Appearance Filtering

How We Used Machine Learning to Make People Search Smarter

Verkada
9 min readFeb 13, 2020

by Preeti Pillai

The Computer Vision team, from left to right: Naresh Nagabushan, Preeti Pillai, and Cameron Franke

Motivation

Imagine you’re waiting at a train station when you notice an abandoned empty bag left behind on a bench. Or you are a store owner and notice that an item is shoplifted from the shelf without your notice. Searching through hours of long security footage video across dozens of cameras to track down a lost object, suspicious person, intruder takes away precious time you likely don’t have to waste.

But what if our system can perform every bit of exhaustive search and compile a comprehensive list of summarized clips for your review in a matter of seconds? Wouldn’t that be a huge relief? This is the kind of solution Verkada aims to provide to its customers.

To tackle this problem, the computer vision team leveraged existing research literature on Person/Pedestrian Attribute Recognition (PAR), a long explored topic in video surveillance research. By people attributes, we mean humanly searchable semantic descriptions that serve as visual-biometrics for person re-identification/recognition applications. There are several PAR datasets in the vision community (WIDER, PETA, PK100K, Market, Duke, CUHK) that in total contribute to over 50 annotated descriptive attributes.

Role of ‘gender appearance’ in people analytics

The customer obviously won’t have the patience and memory to input 50 different people attributes into the search bar and lookup someone! This is where the product managers Brandon Davito and Zaafir Kherani stepped in and helped us with the customer’s thought process and how to finalize an attribute based on customer selection and feature feasibility.

We first broke down a person’s identifiable semantics into a list of global (age, gender) and local attributes (clothing & accessories). We then ran some preliminary set of classifiers on these open source datasets and found interesting correlations between local and global attributes. For example, a person whose clothing type was marked as a skirt, had a co-category gender label female; or a person with a ‘mustache present’ labeled as true had an accompanying male gender label.

Gender and clothing color descriptors, both being search-friendly and visually perceivable attributes, were given the go-ahead for our first customer release. The scope of this blog is focused on how we took gender appearance search from research to commercial use.
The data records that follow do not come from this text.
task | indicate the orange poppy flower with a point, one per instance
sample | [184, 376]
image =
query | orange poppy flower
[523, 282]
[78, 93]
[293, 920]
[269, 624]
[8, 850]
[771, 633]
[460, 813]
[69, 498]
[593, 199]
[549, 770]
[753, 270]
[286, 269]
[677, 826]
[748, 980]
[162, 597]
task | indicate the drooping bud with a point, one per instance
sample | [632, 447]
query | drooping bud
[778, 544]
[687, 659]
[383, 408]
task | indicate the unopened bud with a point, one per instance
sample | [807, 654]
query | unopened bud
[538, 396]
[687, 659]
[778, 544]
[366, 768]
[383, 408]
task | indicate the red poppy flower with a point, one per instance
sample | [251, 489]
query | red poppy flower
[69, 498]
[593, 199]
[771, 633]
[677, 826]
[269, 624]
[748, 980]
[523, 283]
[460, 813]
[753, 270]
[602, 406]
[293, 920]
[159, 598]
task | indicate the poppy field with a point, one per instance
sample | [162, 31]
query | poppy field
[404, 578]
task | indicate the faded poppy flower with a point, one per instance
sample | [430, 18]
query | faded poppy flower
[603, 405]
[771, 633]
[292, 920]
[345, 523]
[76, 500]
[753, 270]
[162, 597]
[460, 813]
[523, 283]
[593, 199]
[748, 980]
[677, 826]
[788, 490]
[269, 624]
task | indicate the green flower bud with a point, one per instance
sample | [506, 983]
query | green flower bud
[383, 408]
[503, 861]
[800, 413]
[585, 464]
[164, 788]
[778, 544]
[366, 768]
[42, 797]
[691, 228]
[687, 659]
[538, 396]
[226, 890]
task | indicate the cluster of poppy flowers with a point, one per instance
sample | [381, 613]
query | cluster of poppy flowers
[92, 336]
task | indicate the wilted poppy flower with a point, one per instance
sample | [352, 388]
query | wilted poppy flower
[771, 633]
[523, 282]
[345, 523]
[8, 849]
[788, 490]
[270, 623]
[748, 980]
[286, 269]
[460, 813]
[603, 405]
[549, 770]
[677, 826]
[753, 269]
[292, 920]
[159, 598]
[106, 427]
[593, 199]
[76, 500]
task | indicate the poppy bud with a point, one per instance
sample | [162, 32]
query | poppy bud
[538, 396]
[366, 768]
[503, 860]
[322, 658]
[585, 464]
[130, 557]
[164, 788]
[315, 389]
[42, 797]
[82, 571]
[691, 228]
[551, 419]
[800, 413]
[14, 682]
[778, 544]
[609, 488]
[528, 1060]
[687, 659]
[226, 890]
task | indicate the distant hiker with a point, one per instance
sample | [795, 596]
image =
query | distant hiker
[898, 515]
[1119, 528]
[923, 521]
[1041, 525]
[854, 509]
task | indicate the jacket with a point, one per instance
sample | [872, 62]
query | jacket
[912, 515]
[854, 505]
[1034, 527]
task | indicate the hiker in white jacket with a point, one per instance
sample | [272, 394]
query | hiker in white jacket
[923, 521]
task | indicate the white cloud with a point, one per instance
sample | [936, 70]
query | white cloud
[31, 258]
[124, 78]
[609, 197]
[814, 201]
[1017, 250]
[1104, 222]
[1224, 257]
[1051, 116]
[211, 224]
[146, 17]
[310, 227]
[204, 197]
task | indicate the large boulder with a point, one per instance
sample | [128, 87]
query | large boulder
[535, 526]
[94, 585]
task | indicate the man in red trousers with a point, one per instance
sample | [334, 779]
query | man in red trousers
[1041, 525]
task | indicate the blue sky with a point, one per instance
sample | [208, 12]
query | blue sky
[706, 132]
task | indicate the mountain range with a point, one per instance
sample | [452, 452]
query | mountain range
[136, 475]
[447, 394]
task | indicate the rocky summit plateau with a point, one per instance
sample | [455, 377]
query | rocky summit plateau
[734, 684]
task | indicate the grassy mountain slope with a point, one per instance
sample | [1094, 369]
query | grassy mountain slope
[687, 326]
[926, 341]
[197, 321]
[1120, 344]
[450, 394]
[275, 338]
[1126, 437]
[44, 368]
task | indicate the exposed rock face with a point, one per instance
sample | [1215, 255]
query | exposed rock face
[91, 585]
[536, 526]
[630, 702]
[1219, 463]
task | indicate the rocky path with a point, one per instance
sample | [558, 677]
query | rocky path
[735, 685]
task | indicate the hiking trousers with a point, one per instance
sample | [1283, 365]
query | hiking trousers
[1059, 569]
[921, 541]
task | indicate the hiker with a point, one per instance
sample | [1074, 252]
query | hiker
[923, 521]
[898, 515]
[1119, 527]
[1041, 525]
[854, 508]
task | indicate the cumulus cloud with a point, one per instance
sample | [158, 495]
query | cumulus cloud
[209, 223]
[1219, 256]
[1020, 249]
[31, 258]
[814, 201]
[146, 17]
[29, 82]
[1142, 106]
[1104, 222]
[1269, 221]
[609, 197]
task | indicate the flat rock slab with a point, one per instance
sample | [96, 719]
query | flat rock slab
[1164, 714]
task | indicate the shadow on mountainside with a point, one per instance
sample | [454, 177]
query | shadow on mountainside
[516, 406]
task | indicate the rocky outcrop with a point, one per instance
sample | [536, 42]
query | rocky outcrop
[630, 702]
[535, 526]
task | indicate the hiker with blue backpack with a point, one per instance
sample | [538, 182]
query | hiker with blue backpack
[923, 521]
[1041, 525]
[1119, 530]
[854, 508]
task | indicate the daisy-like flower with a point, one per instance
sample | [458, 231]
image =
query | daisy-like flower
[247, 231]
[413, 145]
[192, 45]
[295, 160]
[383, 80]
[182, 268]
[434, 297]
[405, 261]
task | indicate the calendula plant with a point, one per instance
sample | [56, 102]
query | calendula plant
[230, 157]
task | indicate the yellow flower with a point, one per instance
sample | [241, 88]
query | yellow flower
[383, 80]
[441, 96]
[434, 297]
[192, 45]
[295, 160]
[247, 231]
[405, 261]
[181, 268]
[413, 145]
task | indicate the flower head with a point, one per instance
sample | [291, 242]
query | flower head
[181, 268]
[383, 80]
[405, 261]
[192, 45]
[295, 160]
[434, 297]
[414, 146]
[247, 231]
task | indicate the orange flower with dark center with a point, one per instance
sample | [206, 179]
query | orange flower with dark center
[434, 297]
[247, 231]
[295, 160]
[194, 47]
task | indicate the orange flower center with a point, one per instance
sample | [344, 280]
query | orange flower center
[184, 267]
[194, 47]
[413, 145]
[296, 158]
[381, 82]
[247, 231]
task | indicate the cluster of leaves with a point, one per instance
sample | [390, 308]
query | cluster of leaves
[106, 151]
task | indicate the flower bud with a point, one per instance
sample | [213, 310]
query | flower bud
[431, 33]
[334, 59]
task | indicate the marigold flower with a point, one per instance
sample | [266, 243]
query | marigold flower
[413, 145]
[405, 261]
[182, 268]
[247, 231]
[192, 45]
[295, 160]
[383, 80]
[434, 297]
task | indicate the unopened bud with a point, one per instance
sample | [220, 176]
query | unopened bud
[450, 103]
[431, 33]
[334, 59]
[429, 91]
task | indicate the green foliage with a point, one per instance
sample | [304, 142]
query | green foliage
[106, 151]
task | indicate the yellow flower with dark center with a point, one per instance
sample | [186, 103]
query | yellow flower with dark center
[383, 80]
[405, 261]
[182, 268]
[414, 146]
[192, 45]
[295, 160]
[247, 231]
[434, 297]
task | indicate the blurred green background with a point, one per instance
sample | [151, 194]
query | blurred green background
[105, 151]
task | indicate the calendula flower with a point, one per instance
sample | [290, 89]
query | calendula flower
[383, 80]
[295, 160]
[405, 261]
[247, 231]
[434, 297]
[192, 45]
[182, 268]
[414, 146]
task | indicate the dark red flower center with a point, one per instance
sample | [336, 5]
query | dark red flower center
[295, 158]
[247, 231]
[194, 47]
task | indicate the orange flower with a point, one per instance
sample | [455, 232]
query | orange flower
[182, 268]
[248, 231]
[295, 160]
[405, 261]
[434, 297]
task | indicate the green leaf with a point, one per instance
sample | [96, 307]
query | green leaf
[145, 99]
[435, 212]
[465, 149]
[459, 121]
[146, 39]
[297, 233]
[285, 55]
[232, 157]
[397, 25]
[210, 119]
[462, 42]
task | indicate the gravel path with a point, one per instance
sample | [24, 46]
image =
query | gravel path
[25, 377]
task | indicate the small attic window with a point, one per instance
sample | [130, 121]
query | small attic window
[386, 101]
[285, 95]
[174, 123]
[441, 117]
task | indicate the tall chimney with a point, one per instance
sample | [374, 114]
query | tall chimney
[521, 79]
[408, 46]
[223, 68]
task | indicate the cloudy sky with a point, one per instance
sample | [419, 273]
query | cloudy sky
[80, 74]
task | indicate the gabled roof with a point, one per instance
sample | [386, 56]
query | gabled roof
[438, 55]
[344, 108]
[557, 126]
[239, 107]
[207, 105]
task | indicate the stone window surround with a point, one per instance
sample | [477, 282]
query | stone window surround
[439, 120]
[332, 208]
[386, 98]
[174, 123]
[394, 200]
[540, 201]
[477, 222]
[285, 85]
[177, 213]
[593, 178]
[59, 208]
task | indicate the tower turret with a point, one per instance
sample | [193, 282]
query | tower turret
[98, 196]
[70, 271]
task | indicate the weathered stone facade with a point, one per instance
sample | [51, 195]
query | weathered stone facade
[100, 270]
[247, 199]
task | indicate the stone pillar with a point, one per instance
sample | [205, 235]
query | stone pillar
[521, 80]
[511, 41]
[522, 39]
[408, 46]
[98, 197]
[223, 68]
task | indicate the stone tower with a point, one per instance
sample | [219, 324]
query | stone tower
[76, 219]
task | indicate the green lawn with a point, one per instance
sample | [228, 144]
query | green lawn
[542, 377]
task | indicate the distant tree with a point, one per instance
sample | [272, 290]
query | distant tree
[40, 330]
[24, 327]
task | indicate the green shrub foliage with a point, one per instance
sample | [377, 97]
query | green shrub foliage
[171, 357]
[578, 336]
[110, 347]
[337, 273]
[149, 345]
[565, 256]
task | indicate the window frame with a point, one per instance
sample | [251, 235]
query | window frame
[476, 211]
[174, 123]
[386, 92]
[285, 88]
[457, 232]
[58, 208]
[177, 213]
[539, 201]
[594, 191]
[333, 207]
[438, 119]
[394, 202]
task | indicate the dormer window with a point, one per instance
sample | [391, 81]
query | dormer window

Diverse surveillance scenes and ‘un-viewable’ people faces

The beauty of working with surveillance cameras is that scenes are stationary, have constant scene semantics, fixed room depth and sometimes constant lighting conditions. On the contrary, the nerve-wracking challenge is that every surveillance camera is facing a totally unique indoor/outdoor scene with variations in camera viewpoints, illuminations, resolution changes, people occlusions, blur factor (outdoor fog, rain). For 100k Verkada cameras, we have 100k non-matching room scenes! We were in need of a scalable model that would work consistently for any type of surveillance scene. Available gender categorization algorithms and paid service providers like AWS Rekognition offer person gender labels and people recognition mainly learned from face detection features.

But can a model smartly predict gender appearance based on a person’s overall appearance alone? The human body is non-rigid and subject to the following:
1) Varying shape/height
2) Body part occlusions
3) Pose changes(standing, bending, sitting)
4) Camera view
5) Clothing appearances
6) Background clutter
7) Face visibility
8) Group occlusions
9) Low illumination
10) Skin tone
All of which makes gender appearance search insanely challenging. The computer vision team wanted to take the solution one step further: A gender appearance filter robust to these ten constraints.

Behind the scenes of the Verkada computer vision team

Cameron must be on the phone a lot to warrant a landline plus headset on his desk

Right since the AlexNet moment eight years ago, the computer vision community has seen a dramatic shift from the usage of handcrafted features to a deep learning-based approach. Automatic feature extraction was now possible using multilayer non-linear transformations over an image, to decipher meaningful image insights.

We started off with hours of literature crunching and training diverse convolutional neural network-based models on existing open-source datasets, totaling 120K+ person gender annotations. Our initial target was to obtain a good sense of model inference run-time, complexity in terms of memory usage on our production servers and the robustness to adapt to diverse people-scene appearances. We selected a model that was fairly deep, incorporated depthwise separable convolutions, inferenced fast and gave the best F1 scores of the lot.

We annotated and compiled a benchmark test dataset with gender appearance labels from our surveillance cameras, termed Hamlet_v1* (people crops with diverse clothing & skin color and hair color variations, camera angles). The first version of our model output an average accuracy score of 74.63% on the benchmark dataset and was hence, not production-ready for Verkada customers.

* Hamlet is a Caribbean fish species that functions as both male & female at the same time.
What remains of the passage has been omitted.